You're looking at Less Wrong's discussion board. This includes all posts, including those that haven't been promoted to the front page yet. For more information, see About Less Wrong.

Manfred comments on Approval-directed agents - Less Wrong Discussion

9 Post author: paulfchristiano 12 December 2014 10:38PM

You are viewing a comment permalink. View the original post to see all comments and the full post content.

Comments (22)

You are viewing a single comment's thread.

Comment author: Manfred 13 December 2014 07:53:38AM 2 points [-]

Commenting with Medium feels like it would be reverse anonymity - if you merely see my real name and facebook profile, you won't know who I am :P

It's tempting to drag in utility functions over actions. So I will. VNM proved that VNM-rational agents have them, after all. Rather than trying to learn my utility function over outcomes, you seem to be saying, why not try to learn my utility function over actions?

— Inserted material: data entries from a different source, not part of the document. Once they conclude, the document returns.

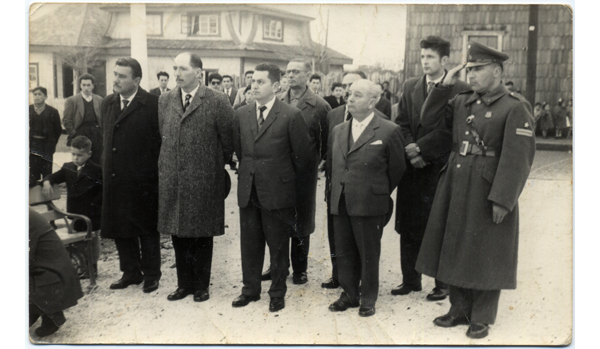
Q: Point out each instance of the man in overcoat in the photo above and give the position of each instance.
(367, 163)
(130, 172)
(471, 240)
(81, 116)
(314, 111)
(426, 154)
(272, 143)
(196, 128)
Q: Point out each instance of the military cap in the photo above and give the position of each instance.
(479, 54)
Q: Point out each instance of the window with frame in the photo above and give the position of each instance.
(201, 25)
(154, 24)
(272, 29)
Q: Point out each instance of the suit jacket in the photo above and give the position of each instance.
(74, 109)
(156, 91)
(232, 95)
(417, 187)
(385, 106)
(369, 171)
(196, 144)
(333, 101)
(84, 191)
(273, 158)
(130, 166)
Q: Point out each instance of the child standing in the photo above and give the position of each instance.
(84, 192)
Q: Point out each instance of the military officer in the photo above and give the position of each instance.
(471, 238)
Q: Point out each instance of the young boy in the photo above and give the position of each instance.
(84, 192)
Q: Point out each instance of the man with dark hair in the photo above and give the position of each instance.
(272, 143)
(130, 172)
(82, 116)
(214, 81)
(247, 81)
(426, 154)
(472, 237)
(314, 111)
(44, 132)
(336, 99)
(229, 89)
(163, 80)
(196, 126)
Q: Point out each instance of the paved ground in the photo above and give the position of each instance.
(538, 312)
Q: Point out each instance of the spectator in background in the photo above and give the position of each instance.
(214, 82)
(546, 122)
(315, 84)
(44, 132)
(247, 81)
(82, 116)
(53, 283)
(336, 99)
(229, 89)
(163, 80)
(384, 105)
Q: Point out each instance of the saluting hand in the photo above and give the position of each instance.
(452, 76)
(498, 213)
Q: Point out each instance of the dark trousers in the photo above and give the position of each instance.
(299, 254)
(257, 226)
(409, 251)
(140, 255)
(194, 259)
(477, 305)
(358, 246)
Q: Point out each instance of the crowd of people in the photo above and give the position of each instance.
(150, 163)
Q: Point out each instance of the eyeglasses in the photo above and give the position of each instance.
(294, 71)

These seem somewhat equivalent - one should be a transform of the other. And what seems odd is that you're arguing (reasonably) that using limited resources to learn the utility function over actions performs better than using those resources to learn the utility function over outcomes - even according to the utility function over outcomes!

I wonder if there's a theorem here.

Comment author: paulfchristiano 20 December 2014 03:08:05AM 0 points [-]

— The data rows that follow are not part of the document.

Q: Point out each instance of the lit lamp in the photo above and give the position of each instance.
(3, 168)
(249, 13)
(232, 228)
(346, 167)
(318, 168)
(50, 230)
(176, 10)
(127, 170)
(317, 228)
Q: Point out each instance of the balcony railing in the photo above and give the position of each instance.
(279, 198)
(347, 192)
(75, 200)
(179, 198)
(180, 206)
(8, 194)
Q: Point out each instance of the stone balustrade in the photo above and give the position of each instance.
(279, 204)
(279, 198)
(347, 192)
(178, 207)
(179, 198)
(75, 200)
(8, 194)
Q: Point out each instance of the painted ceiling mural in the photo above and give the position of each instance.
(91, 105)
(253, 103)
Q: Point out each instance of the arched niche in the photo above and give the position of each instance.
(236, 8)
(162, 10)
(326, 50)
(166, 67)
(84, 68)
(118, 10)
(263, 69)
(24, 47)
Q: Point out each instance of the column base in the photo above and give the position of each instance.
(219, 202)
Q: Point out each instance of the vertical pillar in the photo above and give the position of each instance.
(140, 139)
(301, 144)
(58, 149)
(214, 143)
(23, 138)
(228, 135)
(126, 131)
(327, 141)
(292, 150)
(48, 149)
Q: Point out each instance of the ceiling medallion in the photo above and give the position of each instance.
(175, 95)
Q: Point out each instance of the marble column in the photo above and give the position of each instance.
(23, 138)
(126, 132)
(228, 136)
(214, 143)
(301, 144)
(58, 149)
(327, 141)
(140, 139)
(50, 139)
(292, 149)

Note that the agent is never faced with a gamble over actions---it can choose to deterministically take whatever action it desires. So while VNM gives you a utility function over actions, it is probably uninteresting.

The broader point---that we are learning some transform of preferences, rather than learning preferences directly---seems true. I think this is an issue that people in AI have had some (limited) contacted with. Some algorithms learn "what a human would do" (e.g. learning to play go by predicting human go moves and doing what you think a human would do). Other algorithms, (inverse reinforcement learning) learn what values explain what a human would do, and then pursue those. I think the conventional view is that inverse reinforcement learning is harder, but can yield more robust policies that generalize better. Our situation seems to be somewhat different, and it might be interesting to understand why and to explore the comparison more thoroughly.